Segundo a Prefeitura de Cuiabá, somente no Pronto-Socorro da Capital, dos acidentados atendidos no segundo semestre do ano passado, 55% eram casos envolvendo motociclistas, 12,46% se referiam a acidentes de carros e 4,5% foram socorros prestados a vítimas de atropelamento.
Dados como esses explicam a razão da morte de 40 mil pessoas anualmente no país e por que o Brasil ocupa uma das primeiras posições no ranking mundial quando o assunto é trânsito violento.
Para agravar ainda mais a situação, dados do Ministério da Saúde apontam que, a cada cinco pessoas vítimas de violência no trânsito, uma ingeriu bebida alcoólica. E a maioria das vítimas é de jovens com até 35 anos.

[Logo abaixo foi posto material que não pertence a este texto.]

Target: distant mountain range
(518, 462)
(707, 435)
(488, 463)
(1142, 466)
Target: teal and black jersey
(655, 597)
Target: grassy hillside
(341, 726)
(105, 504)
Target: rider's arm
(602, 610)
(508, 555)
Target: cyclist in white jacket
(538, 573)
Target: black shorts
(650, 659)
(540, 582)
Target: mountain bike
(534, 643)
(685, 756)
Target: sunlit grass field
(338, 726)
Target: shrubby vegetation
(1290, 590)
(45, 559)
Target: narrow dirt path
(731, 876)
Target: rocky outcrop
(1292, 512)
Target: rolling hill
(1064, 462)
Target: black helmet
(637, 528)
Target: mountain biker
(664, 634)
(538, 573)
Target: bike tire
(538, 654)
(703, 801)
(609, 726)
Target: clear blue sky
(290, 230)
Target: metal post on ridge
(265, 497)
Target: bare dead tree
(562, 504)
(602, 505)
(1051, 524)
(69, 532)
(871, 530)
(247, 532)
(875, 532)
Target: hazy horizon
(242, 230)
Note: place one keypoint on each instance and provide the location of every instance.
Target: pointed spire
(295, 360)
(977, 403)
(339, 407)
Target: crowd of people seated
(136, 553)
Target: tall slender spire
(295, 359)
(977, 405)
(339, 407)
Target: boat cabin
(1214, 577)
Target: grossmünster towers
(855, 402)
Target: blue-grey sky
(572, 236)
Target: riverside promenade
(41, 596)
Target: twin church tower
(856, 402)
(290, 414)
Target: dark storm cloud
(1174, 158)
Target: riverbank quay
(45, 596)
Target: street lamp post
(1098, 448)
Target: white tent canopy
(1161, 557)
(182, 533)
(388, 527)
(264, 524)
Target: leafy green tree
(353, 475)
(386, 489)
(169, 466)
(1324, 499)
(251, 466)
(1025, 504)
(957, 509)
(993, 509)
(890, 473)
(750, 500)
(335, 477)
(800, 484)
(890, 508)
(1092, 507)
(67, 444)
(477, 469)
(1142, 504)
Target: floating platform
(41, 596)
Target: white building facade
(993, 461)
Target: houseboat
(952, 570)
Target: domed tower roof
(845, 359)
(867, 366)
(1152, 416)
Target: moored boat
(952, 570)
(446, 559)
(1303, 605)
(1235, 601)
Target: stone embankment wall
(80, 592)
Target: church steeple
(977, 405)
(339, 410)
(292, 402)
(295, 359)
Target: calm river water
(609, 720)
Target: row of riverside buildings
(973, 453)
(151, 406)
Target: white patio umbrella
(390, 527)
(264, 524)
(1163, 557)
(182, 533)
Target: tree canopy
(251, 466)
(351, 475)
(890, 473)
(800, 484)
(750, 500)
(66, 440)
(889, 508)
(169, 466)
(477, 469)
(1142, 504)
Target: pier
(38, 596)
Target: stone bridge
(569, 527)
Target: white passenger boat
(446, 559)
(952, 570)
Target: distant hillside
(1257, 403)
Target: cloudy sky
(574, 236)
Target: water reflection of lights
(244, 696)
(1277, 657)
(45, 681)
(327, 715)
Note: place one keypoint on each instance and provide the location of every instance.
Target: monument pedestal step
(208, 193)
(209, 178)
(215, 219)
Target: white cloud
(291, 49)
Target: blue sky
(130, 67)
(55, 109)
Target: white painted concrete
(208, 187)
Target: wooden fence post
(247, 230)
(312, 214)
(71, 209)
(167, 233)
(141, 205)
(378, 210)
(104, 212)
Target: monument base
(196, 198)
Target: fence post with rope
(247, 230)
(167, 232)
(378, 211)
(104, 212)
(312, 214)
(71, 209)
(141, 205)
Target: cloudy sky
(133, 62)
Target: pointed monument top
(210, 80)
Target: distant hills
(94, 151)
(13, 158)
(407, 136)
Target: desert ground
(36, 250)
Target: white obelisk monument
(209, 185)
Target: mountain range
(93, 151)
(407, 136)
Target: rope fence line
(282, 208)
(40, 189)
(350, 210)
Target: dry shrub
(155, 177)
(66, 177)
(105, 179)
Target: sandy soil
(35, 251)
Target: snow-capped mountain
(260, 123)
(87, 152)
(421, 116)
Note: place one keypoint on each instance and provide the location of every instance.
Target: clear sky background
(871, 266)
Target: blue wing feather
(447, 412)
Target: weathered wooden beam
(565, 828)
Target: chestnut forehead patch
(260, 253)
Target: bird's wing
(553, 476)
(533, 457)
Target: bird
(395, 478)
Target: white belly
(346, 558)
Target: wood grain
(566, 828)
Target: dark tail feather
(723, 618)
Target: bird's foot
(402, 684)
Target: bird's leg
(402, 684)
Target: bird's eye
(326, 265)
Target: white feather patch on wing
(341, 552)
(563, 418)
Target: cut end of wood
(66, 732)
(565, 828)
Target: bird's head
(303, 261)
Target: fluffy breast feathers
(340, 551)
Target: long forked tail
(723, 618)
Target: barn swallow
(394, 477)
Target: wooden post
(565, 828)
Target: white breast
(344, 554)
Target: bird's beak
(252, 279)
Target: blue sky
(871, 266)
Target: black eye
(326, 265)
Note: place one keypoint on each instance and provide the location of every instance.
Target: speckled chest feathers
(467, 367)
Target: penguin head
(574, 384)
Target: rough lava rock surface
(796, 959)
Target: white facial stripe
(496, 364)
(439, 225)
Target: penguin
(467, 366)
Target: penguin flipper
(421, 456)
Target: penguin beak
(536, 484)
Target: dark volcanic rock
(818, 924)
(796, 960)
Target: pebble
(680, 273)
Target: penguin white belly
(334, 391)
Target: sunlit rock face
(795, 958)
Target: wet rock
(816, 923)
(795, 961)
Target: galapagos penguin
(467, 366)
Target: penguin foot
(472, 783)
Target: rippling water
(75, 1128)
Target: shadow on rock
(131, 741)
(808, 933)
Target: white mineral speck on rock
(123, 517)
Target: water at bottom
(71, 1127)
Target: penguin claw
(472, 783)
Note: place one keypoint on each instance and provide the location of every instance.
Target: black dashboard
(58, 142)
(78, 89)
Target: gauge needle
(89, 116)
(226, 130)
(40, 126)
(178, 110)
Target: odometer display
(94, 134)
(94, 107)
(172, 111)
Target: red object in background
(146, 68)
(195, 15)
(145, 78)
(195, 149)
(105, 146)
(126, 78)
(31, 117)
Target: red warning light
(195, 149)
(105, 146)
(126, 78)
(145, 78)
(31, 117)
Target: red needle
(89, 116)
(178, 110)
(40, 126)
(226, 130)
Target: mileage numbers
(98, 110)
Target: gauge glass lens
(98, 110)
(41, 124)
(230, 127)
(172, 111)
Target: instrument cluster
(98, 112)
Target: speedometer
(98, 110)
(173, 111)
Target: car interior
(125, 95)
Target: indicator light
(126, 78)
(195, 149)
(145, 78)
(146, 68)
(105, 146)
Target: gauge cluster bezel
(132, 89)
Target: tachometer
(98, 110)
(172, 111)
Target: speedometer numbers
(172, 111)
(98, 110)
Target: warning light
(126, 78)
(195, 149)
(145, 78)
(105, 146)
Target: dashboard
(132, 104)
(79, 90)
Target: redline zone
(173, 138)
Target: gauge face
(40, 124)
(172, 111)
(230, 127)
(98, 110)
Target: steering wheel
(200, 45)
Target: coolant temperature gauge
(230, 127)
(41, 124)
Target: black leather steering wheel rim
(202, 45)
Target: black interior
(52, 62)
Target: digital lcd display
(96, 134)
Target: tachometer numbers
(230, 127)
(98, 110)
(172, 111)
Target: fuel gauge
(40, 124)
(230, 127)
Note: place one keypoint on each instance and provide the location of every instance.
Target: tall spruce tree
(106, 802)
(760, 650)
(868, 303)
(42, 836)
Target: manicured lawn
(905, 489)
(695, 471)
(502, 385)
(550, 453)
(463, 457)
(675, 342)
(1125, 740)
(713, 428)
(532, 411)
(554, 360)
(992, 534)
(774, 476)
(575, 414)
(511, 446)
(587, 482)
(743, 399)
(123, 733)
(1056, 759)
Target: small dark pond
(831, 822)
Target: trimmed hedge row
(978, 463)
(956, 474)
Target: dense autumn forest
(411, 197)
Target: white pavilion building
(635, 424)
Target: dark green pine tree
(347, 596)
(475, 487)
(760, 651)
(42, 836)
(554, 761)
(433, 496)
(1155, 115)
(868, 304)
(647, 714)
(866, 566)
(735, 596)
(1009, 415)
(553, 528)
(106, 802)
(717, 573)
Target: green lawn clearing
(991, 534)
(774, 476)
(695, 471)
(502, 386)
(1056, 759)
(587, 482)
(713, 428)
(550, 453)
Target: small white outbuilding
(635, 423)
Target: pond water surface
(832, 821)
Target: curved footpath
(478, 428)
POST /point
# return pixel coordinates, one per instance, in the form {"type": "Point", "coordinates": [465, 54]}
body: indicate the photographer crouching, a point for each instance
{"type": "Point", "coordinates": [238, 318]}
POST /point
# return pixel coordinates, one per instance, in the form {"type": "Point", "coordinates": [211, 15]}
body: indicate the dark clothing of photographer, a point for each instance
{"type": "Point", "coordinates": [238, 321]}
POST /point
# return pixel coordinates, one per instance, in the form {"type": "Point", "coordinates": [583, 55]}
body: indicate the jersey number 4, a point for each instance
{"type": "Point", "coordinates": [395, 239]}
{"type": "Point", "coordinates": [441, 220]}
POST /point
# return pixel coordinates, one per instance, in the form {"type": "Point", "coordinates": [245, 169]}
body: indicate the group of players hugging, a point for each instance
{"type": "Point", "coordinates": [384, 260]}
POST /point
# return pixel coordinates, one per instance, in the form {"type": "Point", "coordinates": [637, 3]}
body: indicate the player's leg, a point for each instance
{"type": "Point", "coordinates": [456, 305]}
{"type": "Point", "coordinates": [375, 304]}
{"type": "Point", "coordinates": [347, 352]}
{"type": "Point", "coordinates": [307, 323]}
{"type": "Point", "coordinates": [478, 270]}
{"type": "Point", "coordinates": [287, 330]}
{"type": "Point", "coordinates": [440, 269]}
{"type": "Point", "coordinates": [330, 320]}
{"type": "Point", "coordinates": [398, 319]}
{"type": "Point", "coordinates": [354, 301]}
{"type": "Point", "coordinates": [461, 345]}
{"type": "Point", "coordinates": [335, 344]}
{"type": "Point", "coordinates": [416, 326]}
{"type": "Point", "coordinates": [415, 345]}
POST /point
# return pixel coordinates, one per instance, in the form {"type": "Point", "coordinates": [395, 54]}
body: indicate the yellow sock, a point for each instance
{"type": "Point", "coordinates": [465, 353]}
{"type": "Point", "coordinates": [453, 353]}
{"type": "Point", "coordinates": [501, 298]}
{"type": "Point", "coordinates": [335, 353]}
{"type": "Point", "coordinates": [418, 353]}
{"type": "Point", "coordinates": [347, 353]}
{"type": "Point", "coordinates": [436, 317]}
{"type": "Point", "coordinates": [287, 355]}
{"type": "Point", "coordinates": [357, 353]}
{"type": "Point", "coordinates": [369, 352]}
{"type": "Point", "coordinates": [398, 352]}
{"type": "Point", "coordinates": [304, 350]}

Segundo o secretário-adjunto de Trânsito e Transportes Urbanos (SMTU), Thiago França, Mato Grosso está entre os estados que apresentam os maiores índices de violência no trânsito, com 35,2 pessoas acidentadas a cada 100 mil habitantes.
Enquanto isso, Cuiabá ocupa a 7ª posição no país e o 1º lugar entre as capitais do Centro-Oeste nesse mesmo ranking, com índice de 28,3 vítimas a cada 100 mil habitantes.
“A gente sabe que, infelizmente, os números são assustadores. Nós precisamos realmente adotar uma política de enfrentamento, porque vivemos um momento de guerra no trânsito. Precisamos de ações de educação, legislação efetiva, fiscalização ostensiva e, principalmente, o envolvimento e comprometimento da sociedade”, afirmou.
"Nós precisamos, realmente, adotar uma política de enfrentamento, porque vivemos um momento de guerra no trânsito"
Para o titular da Delegacia de Trânsito da Capital, Christian Alessandro Cabral, o trânsito violento é resultado de uma “combinação bombástica” de falta de políticas de trânsito, uma engenharia de tráfego deficiente, ausência de fiscalização e falta de educação dos motoristas.
“Hoje, as pessoas fazem o que querem em Cuiabá. Não há fiscalização. Isso reflete em engarrafamentos, pessoas sem paciência, gente que faz conversões proibidas”, disse.
Para o delegado, outro ponto que ajudou a deixar o trânsito da Capital como um dos mais violentos foi a retirada dos radares, que auxiliavam na fiscalização. O fato do transporte público municipal ser um dos piores do país, segundo ele, também não contribui para a melhora do quadro.
“Como nada é punível, você faz o que quer. Hoje, nenhum crime de trânsito comporta a prisão em flagrante, com exceção de embriaguez ao volante. Tudo vira cesta básica e serviços comunitários. Então, o condutor não se sente obrigado a respeitas as leis de trânsito”, afirmou.
De acordo com Cabral, há também uma ineficiência do Departamento Estadual de Trânsito (Detran) em fiscalizar, uma vez que apenas 5% das Carteiras Nacionais de Habilitação (CNHs) que deveria ser cassadas o são efetivamente e poucas multas seriam realmente aplicadas, uma vez que o motorista tem um prazo de 30 dias para ser notificado e a autarquia não conseguiria cumprir o prazo.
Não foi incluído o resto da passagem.